[The New Physics and Its Evolution by Lucien Poincare]@TWC D-Link bookThe New Physics and Its Evolution CHAPTER X 25/28
But in all probability the ether is, in its objective reality, much more simple, and has a better right to be considered as fundamental. We cannot therefore, without being very illogical, define the ether by material properties, and it is useless labour, condemned beforehand to sterility, to endeavour to determine it by other qualities than those of which experiment gives us direct and exact knowledge. The ether is defined when we know, in all its points, and in magnitude and in direction, the two fields, electric and magnetic, which may exist in it.
These two fields may vary; we speak from habit of a movement propagated in the ether, but the phenomenon within the reach of experiment is the propagation of these variations. Since the electrons, considered as a modification of the ether symmetrically distributed round a point, perfectly counterfeit that inertia which is the fundamental property of matter, it becomes very tempting to suppose that matter itself is composed of a more or less complex assemblage of electrified centres in motion. This complexity is, in general, very great, as is demonstrated by the examination of the luminous spectra produced by the atoms, and it is precisely because of the compensations produced between the different movements that the essential properties of matter--the law of the conservation of inertia, for example--are not contrary to the hypothesis. The forces of cohesion thus would be due to the mutual attractions which occur in the electric and magnetic fields produced in the interior of bodies; and it is even conceivable that there may be produced, under the influence of these actions, a tendency to determine orientation, that is to say, that a reason can be seen why matter may be crystallised.[50] [Footnote 50: The reader should, however, be warned that a theory has lately been put forth which attempts to account for crystallisation on purely mechanical grounds.

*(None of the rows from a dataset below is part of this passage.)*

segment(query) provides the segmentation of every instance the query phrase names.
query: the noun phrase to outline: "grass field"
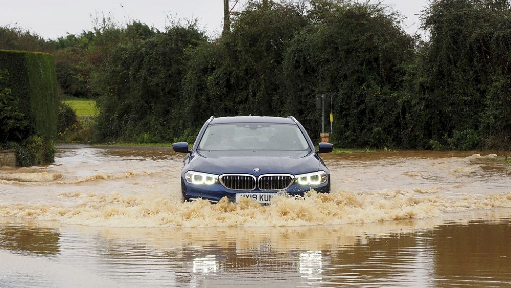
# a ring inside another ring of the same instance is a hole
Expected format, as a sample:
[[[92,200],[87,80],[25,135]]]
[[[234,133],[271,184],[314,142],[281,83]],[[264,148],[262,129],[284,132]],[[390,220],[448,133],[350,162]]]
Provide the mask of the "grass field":
[[[90,99],[73,99],[64,100],[64,103],[69,105],[77,115],[97,115],[99,110],[96,105],[96,100]]]

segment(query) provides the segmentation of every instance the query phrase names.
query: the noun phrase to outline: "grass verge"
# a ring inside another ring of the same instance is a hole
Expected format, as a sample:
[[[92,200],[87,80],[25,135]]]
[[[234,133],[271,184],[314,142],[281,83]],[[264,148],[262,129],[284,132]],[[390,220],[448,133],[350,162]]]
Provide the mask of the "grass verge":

See Messrs Barlow and Pope's "Development of the Atomic Theory" in the _Transactions of the Chemical Society_, 1906 .-- ED.] All the experiments effected on the conductivity of gases or metals, and on the radiations of active bodies, have induced us to regard the atom as being constituted by a positively charged centre having practically the same magnitude as the atom itself, round which the electrons gravitate; and it might evidently be supposed that this positive centre itself preserves the fundamental characteristics of matter, and that it is the electrons alone which no longer possess any but electromagnetic mass. We have but little information concerning these positive particles, though they are met with in an isolated condition, as we have seen, in the canal rays or in the X rays.[51] It has not hitherto been possible to study them so successfully as the electrons themselves; but that their magnitude causes them to produce considerable perturbations in the bodies on which they fall is manifest by the secondary emissions which complicate and mask the primitive phenomenon.
There are, however, strong reasons for thinking that these positive centres are not simple.
Thus Professor Stark attributes to them, with experiments in proof of his opinion, the emission of the spectra of the rays in Geissler tubes, and the complexity of the spectrum discloses the complexity of the centre.